Once upon a time, in the days when computers were mysterious and new, there was no simple way of making electronic musical instruments communicate with each other. Every manufacturer invented their own methods for co-ordinating the various bits and pieces that they sold. These would usually involve fragile bundles of wires passing analogue control voltages from one device to another. On reaching their intended devices, these voltages were amplified, manually scaled and offset in order to render them useful.
The pre-MIDI EMS VCS3 Cricklewood keyboard and Putney synthesiser in various stages of interconnectedness. In those days, it was considered acceptable to name one’s products after unprepossessing but well-to-do corners of Greater London. (Apologies for the suboptimal photography.)
The brutal-looking connector on the 1960s VCS3 is called a Jones connector. It supplies two power voltages and a ground to the keyboard. Two scaled control signals and an envelope trigger are generated and returned on separate terminals. Putney’s backplane has an array of jack sockets that allow control voltages to enter and leave.
In response to this unhelpful situation, the MIDI Manufacturer’s Association [MMA], a consortium of mostly American and Japanese companies, agreed on a universal specification for a digital interface. This specification was driven entirely by two needs: to encourage interoperability between musical devices, and to keep cost to a minimum. The MMA settled on an asynchronous serial interface, because this reduced the complexity and cost of interconnection. It was specified to run at 31.25kHz, a number chosen because it is easily reachable by dividing 1MHz by a power of two. At the time, this choice rendered it incompatible with RS-232 (which can usually provide nothing between 19.2kHz and 38.4kHz), preventing existing computers from transmitting or receiving MIDI without extra hardware. MIDI may have ended up on computers only as an afterthought.
Data was communicated in one direction only over 5-pin DIN connectors, which were ubiquitous in the home audio market, and were therefore about the cheapest multi-pin connectors available. (They were so cheap, in fact, that the MIDI specification wantonly squandered two of the connector’s pins by leaving them unconnected: a move that would not be countenanced today.)
The data that travels on the MIDI interface was elegantly designed to embrace the feature set of contemporary microprocessors. Only 8-bit data was employed and, to save memory, no standard message could exceed three bytes in length. One bit of every byte was reserved to frame the data, giving rise to the 7-bit data limitation that causes annoyance today.

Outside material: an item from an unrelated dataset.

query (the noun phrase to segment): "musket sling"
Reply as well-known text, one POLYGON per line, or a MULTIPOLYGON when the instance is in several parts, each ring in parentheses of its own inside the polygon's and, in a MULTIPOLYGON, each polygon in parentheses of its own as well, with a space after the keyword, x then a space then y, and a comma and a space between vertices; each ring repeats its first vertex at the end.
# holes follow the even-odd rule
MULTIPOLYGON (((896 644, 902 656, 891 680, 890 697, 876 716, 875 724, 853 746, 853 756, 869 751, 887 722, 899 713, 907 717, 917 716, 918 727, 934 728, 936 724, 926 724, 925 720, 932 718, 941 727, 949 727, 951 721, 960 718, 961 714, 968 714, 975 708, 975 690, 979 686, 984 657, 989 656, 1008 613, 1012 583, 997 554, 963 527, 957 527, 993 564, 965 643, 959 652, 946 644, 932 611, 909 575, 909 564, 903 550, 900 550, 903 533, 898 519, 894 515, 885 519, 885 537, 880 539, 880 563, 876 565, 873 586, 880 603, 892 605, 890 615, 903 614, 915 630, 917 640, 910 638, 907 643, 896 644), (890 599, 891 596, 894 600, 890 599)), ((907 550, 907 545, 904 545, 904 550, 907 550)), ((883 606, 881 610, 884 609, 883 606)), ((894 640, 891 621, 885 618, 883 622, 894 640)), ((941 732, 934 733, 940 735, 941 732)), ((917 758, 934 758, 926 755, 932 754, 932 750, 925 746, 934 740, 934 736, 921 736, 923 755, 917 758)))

By design, MIDI embraced note gating information, key velocity, and standard controller messages for the pitch bend wheel, sustain pedal, and key aftertouch. A loosely-defined framework of controller messages was also provided so that other data could be conveyed besides this. The provision was made for almost every command to be assigned one of 16 separate channels, intended to allow sixteen different sounds to be controlled independently over the same physical cable.
The first MIDI devices emerged in 1983. Some unintentionally very amusing episodes of Micro Live were created that demonstrated the technology. The rest is history. Synthpop was essentially democratised by this inexpensive serial protocol. Dizzy with the possibilities of MIDI, musicians ganged their synthesisers together and began controlling them from the same keyboard to layer more and more voices, creating fat digital sounds that were very distinctive and dated very quickly. Artists that did not have the resources to employ professional studios with all their pre-MIDI equipment connected their Casio keyboards to home computers, running new software that enabled them to build up note sequences, and then quantise, manipulate, and replay them in a manner that would have been unthinkably expensive by any other means.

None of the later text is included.